# The 2011 Wood Expo at the New England Home Show--Big Opportunity for YOU to show your best stuff



## FlWoodRat (Sep 12, 2007)

The "WoodExpo" at the New England Home Show is the brain child of Thomas J MacDonald. What started as a single booth in 2009, then a furniture gathering in 2010, has grown into the 2011 WoodExpo. The 2011 WoodExpo will play a bigger role in the New England Home Show with a juried show featuring finely crafted furniture.

The goal of the 2011 WoodExpo is to reconnect the craftsman and furniture buyer while educating the buying public to the qualities of finely crafted Furniture.
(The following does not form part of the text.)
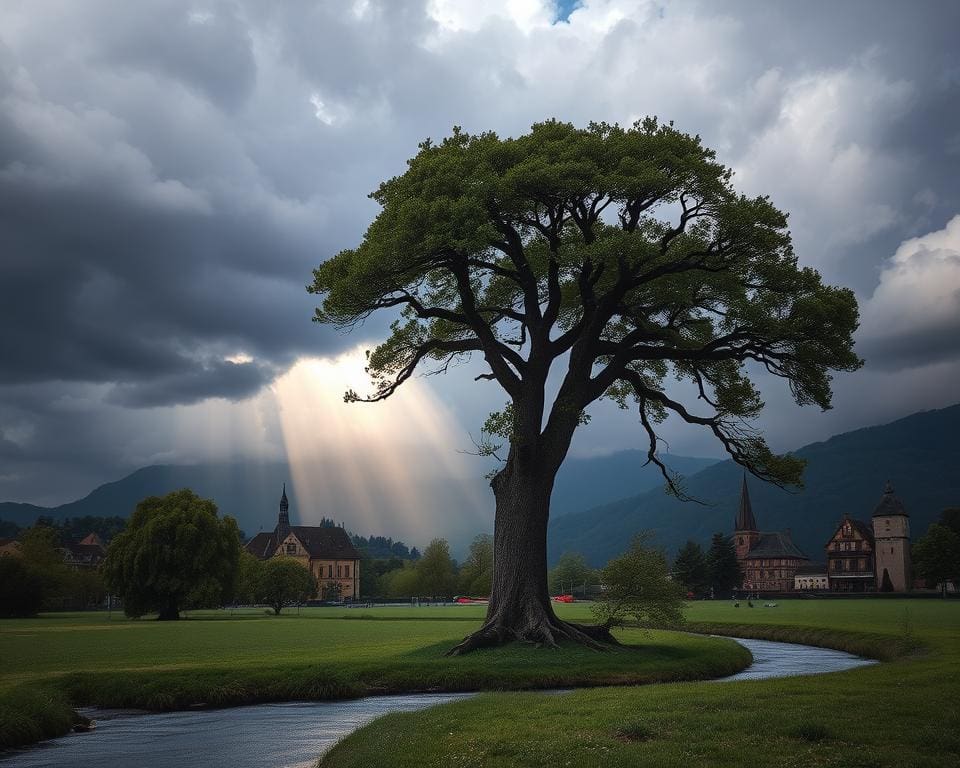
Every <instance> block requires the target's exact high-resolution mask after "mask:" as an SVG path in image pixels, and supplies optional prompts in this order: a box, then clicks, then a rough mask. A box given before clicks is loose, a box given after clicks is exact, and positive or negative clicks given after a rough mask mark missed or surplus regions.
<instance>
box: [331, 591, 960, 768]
mask: <svg viewBox="0 0 960 768" xmlns="http://www.w3.org/2000/svg"><path fill="white" fill-rule="evenodd" d="M687 615H688V619H689V620H690V621H691V623H692V626H693V627H694V628H697V629H700V630H702V631H714V632H722V633H727V634H732V635H741V636H752V637H760V638H770V639H782V640H794V641H798V642H807V643H811V644H820V645H824V646H831V647H838V648H845V649H849V650H858V651H860V652H861V653H865V654H867V655H870V656H873V657H875V658H880V659H886V660H887V662H886V663H883V664H880V665H876V666H871V667H865V668H861V669H857V670H851V671H847V672H837V673H832V674H828V675H820V676H814V677H795V678H785V679H780V680H767V681H743V682H736V683H719V684H713V683H681V684H667V685H662V686H647V687H636V688H595V689H591V690H583V691H574V692H571V693H567V694H563V695H559V696H544V695H542V694H536V693H497V694H493V693H489V694H483V695H481V696H478V697H476V698H473V699H470V700H468V701H464V702H458V703H455V704H449V705H444V706H441V707H435V708H432V709H429V710H424V711H421V712H416V713H410V714H396V715H388V716H387V717H385V718H382V719H380V720H378V721H376V722H374V723H372V724H370V725H368V726H366V727H365V728H362V729H360V730H359V731H357V732H356V733H354V734H353V735H351V736H349V737H347V738H346V739H345V740H344V741H343V742H341V743H340V744H339V745H337V746H336V747H335V748H334V749H333V750H332V751H331V752H330V753H328V755H326V756H325V758H324V759H323V760H322V761H321V765H322V766H323V767H324V768H347V766H369V765H380V766H411V767H412V766H417V768H422V767H423V766H449V765H457V766H494V767H496V766H518V765H522V766H550V767H551V768H553V767H554V766H568V765H569V766H597V767H598V768H599V766H604V767H607V766H651V768H652V767H654V766H656V767H657V768H661V767H662V768H673V767H676V768H690V766H745V765H750V766H778V767H780V768H792V767H794V766H796V767H797V768H808V767H810V766H831V767H833V768H881V767H886V766H889V767H890V768H905V767H907V766H918V767H919V766H923V767H925V768H950V767H951V766H960V601H951V602H941V601H935V600H911V601H908V600H790V601H781V602H780V605H779V606H778V607H777V608H769V609H768V608H762V607H756V608H753V609H747V608H744V607H741V608H738V609H734V608H733V607H732V606H731V605H730V604H729V603H726V602H719V601H718V602H710V603H706V602H704V603H694V604H692V605H691V606H690V607H689V610H688V612H687Z"/></svg>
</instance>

Being part of the New England Home Show is an opportunity to leverage fine woodworking. Exhibitor traffic is expected to be over 50,000. WoodExpo exhibitors are exposed to an audience looking specifically to buy for an interior space. This is an unprecedented opportunity for exhibitors to sell their talent in furniture design and the craft of fine woodworking. There is NO FEE required to exhibit.

How can you get the opportunity to display your fine woodworking skills to 50,000 potential customers? Simply submit your entry in either the OPEN or the SEED category of the 2011 WoodExpo Contest. Follow the link provided below for more details about the show and the contest. If you are interested, submit an entry form. Good Luck!

WoodExpo Link: http://woodexpo.us/
WoodExpo Call For Entries Link: http://woodexpo.us/contest-details/


----------



## FatherHooligan (Mar 27, 2008)

Interesting, I'd like to attend one of these some day.


----------



## SwedishIron (Jun 6, 2008)

Yes.. this will be a great time.. and for full disclosure I'm one of the folks organizing this WoodExpo gathering and this is a great opportunity for all woodworkers and to learn from some true master woodworkers… We are excited to announce that Allan Breed will be attending the show and besides being a speaker he will have a workbench on the floor providing non-stop technique demonstrations for anyone that is interested to watch.

Spread the word and lets take this opportunity to try and organize the local LumberJocks around New England to gather and meet up with everyone.


----------



## Eli (Mar 3, 2010)

Hey, everyone!

Does anyone have anything in the works for the WoodExpo? I've been sketching a bunch of new ideas and trying to settle on a design. Once I choose on one, I'll be posting a full play-by-play.

Eli


----------